More than just food, John's Cafe arranges trips and rides to the surrounding environs. The most adventurous would hire one of John's new-ish Land Cruisers, along with a driver and assistants/porters, to go to K2's base camp. Others can hire a driver with an older Japanese sedan for a guided tour of Kashgar. I opted for something in between. I wanted to go to Karakul Lake, 200 km to the south. At that point, all I knew about the lake was the quick blurb in Lonely Planet. Apparently, it is a beautiful lake set halfway up the Pamir mountain range, about 75 km north of Afghanistan's Walkan Corridor.

I make the deal with John. In exchange for $100 U.S., I would get a driver, a co-driver, a 4wd van for two days, meals, and a night in a yurt at the lake. Having just spent 1 RMB, or 12.5 cents, on a lamb kebab, I was a little shocked at the price. Nevertheless, I rationalized the cost by thinking about all the money I saved thus far on my trip to China.

Kebab grill in Kashgar

Why John insisted on a driver and a co-driver, I still do not know. It certainly did make my experience richer, to be sure.

John tells me that the drivers will be in a van waiting for me outside my hotel at 9 a.m.

It is 9 a.m., Xinjiang time. In a cruel edict by Beijing, the powers that be decided that the entire nation would only have one time zone. That means when it's 10 p.m. in Beijing, the sun has still not set yet in Xinjiang, thousands of miles to Beijing's west. All banks, government agencies, and large stores in Kashgar go by Beijing time. However, many Uyghurs, the indigenous people of the region who speak a Turkic language, as a small but significant protest, refuse to live by Beijing time. So, when someone in Xinjiang tells you that he will meet you at 9 a.m., it could mean 6 a.m.,9 a.m., or noon.

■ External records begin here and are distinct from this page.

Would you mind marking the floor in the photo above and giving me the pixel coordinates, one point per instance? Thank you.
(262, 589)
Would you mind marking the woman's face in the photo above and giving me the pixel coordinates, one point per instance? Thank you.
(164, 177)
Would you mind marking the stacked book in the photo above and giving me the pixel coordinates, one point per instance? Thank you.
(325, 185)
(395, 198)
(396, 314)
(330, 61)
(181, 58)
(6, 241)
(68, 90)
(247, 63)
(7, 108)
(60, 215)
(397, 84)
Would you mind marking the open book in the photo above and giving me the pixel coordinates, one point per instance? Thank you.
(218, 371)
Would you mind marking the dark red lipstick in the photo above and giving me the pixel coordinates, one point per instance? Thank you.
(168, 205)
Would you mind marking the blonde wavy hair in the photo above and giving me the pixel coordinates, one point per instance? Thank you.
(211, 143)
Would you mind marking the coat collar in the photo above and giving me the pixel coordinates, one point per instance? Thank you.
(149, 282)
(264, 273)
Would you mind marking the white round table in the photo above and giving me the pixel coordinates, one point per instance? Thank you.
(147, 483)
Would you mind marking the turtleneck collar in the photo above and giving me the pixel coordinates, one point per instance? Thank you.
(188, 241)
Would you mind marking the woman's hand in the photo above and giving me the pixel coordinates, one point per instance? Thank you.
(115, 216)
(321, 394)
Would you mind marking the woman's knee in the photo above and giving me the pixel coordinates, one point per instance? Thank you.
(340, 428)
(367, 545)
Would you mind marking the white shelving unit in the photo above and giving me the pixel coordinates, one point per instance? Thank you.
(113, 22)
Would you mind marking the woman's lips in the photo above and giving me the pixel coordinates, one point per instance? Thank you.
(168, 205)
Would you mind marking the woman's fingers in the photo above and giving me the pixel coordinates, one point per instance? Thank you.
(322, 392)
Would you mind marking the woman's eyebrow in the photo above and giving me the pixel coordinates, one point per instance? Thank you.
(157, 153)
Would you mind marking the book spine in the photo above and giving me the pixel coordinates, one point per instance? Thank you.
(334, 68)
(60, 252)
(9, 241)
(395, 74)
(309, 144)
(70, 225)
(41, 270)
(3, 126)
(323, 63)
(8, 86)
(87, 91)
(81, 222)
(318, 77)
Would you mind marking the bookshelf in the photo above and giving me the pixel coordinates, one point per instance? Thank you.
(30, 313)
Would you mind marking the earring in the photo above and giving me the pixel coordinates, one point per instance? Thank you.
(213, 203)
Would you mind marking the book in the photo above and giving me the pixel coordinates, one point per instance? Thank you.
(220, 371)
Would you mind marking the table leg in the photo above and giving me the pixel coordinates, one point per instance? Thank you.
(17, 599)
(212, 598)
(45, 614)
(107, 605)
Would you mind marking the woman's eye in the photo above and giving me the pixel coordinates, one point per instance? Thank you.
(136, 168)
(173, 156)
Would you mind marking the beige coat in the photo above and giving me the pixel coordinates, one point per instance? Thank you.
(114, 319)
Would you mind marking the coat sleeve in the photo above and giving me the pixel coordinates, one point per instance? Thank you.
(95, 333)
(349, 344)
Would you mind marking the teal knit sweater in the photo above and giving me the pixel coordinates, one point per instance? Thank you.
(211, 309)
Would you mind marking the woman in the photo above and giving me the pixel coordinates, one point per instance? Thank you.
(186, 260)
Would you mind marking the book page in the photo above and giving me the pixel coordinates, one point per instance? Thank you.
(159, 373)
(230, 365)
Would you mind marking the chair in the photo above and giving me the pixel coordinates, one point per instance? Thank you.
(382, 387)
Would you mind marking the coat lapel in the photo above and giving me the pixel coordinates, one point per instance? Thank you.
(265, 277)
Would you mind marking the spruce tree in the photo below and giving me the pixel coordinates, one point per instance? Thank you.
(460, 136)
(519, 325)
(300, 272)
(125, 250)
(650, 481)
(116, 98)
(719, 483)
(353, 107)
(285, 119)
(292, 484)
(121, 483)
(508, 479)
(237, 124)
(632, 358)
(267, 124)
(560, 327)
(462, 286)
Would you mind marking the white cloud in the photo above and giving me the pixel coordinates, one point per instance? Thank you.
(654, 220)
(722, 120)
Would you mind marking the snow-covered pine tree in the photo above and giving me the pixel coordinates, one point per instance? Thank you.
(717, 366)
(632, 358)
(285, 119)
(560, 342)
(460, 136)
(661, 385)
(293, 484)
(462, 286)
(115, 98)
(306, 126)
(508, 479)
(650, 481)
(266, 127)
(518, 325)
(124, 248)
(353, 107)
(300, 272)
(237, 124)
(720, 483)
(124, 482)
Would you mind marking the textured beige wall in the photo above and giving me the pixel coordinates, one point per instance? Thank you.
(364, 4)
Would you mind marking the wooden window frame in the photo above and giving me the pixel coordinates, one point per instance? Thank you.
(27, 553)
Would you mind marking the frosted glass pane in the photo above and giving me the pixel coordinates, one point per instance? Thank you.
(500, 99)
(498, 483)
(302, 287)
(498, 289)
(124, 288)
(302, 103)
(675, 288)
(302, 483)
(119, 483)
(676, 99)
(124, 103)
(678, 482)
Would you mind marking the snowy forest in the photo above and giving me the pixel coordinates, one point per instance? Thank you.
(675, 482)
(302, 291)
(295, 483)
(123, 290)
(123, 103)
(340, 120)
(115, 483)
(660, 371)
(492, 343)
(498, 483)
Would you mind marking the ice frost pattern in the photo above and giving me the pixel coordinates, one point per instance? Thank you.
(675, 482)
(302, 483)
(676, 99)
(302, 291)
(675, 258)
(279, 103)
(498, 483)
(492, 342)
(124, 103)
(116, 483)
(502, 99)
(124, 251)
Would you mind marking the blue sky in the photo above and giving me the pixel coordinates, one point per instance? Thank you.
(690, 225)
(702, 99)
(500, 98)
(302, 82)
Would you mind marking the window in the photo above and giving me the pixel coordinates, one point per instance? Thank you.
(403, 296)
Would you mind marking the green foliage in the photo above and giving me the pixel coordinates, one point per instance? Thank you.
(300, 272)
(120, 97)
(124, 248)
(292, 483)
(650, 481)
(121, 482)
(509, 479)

Part of my obsessive-compulsive behavior is manifested by my mortal fear of being late for the beginning of any journey. The night before this trip, as I lay in my Soviet era hotel bed, I cursed myself for not asking John whether or not he was going by Beijing time.

For some reason, I intuited that John meant Xinjiang time, not Beijing time. Luckily, as I stepped out of my hotel's lobby, I see a bronze 4wd Delica with two middle aged Han men inside, parked across the street. I carefully navigate across the street, not wanting an unfortunate run-in with a green VW Jetta taxi cab to ruin a journey that has barely started. I make it across, ask the men in Mandarin if they were waiting for me, and climb on board with my backpack.

Typical Kashgar scene

As we wind through the streets of Kashgar, clogged with Land Cruisers, Jetta taxis, and donkey carts, I look out the window with glee. I'm going to Karakul Lake.